Co-founder of the Marcelle Alix Gallery

Born in 1979, Isabelle Alfonsi is a graduate of the Institut d'Etudes Politiques de Paris and University College London. In 2009, she co-created with Cécilia Becanovic, Marcelle Alix, a contemporary art gallery located in Belleville (Paris). Since 2014 she has been developing lectures on the lineages of a contemporary queer art, some of which have been performed in drag. Her book on the subject, Pour une esthétique de l'émancipation is published by B42, Paris, in September 2019.

My choice of galleries for the Paris Gallery Weekend is guided by the ardor and tenacity of the gallery owners. I like modest places where the gallery owner and their staff are accessible and quick to talk about what the works and artists do to them, the multitude of affects we go through when in contact with them.

My Paris Gallery Weekend gallery tour would start with the Galerie Zlotowski, one of the emblematic places of these St Germain-des-prés galleries that the world envies us (I like to think so anyway).
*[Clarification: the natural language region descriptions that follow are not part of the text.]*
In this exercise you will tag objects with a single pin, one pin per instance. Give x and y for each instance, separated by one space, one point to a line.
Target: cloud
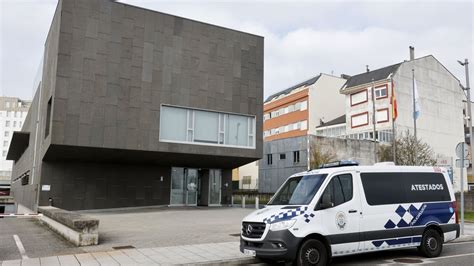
302 39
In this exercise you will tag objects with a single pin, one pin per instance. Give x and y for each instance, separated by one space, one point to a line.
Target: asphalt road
453 254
The perfect hangings and scenography allow to look at each work with the required rhythm and attention. No doubt the exhibition of works on paper by African-American artist Eugene James Martin, who died in 2005, offers Yves Zlotowski, one of my favorite gallerists, the opportunity to elegantly illuminate his work. The biomorphic abstraction developed by the artist since the 70’s seems to me to have produced many emulators today and that is why I am keen to start this mini-course with an enlightening artistic position with regard to the history of art.
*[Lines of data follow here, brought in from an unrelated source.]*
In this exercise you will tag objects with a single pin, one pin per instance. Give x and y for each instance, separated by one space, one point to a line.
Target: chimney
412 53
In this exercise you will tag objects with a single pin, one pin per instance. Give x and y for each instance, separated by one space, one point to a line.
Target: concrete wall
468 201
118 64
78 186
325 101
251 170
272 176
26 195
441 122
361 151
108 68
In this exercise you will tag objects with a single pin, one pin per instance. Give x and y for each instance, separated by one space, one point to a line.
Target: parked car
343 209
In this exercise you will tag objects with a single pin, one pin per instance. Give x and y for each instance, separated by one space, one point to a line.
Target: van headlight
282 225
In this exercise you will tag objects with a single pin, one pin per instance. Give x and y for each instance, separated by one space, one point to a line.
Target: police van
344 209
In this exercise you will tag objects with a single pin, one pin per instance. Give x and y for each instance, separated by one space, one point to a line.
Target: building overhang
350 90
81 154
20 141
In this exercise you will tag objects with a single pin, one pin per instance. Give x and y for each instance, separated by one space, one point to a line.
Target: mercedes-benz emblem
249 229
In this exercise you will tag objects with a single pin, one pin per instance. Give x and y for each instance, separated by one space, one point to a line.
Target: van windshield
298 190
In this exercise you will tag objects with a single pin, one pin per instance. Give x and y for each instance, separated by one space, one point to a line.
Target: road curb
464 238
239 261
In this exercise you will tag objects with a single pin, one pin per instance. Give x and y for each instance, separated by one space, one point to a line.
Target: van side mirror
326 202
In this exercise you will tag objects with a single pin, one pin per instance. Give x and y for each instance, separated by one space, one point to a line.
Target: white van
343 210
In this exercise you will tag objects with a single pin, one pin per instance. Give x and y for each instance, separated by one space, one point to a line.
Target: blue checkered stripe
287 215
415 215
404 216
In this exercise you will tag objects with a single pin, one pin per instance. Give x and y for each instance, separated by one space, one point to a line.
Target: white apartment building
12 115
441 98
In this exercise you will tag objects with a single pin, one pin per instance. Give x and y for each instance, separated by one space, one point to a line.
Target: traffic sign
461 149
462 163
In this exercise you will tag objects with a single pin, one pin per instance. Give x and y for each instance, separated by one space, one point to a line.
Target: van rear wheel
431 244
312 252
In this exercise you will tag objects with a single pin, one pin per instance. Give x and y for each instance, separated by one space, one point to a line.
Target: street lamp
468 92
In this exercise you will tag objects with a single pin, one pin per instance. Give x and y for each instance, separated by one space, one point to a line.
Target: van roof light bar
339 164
The Galerie Isabelle Gounod is one of those places where we like to go to chat and to hear about the latest favorites of the gallery owner. The paintings of Raphaëlle Bertran Pinheiro, a young graduate of the Beaux-Arts de Paris, are among those. They find in Isabelle’s pleasant space, located in the heart of the Marais, the ideal place for a first solo exhibition. I can imagine what inner journeys Isabelle likes to describe to the visitors who cross the threshold of her gallery: the painter’s works offer astonishing associations between symbolist and surrealist inspirations that ultimately evoke multiple contemporary perils.
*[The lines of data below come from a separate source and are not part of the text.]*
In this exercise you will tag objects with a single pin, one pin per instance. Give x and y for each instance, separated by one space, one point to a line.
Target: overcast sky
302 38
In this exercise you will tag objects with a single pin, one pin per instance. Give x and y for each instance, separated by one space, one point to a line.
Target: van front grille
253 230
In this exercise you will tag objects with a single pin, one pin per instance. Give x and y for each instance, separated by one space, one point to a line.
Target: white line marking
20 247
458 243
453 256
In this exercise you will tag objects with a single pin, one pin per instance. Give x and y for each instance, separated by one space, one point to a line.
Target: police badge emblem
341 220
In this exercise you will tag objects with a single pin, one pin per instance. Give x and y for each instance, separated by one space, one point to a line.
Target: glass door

I would not miss to visit the Peter Kilchmann Gallery this weekend either. Newcomer in Paris and installed in the former space of Art: Concept then Thomas Bernard rue des Arquebusiers, it is well known in Switzerland and internationally for defending a large number of political artists, such as Artur Zmijewski, Maja Bajevic, Javier Tellez or Teresa Margolles. I remember with admiration, during my first visits to contemporary art fairs abroad in the mid-2000s, its demanding stands where video took a prominent place. The exhibition of Adrian Paci, little seen in Paris since his exhibition at the Jeu de Paume in 2013, seems to me a good opportunity to exchange with Peter Kilchmann and his staff of the long road traveled alongside the Albanian artist they represent for 20 years.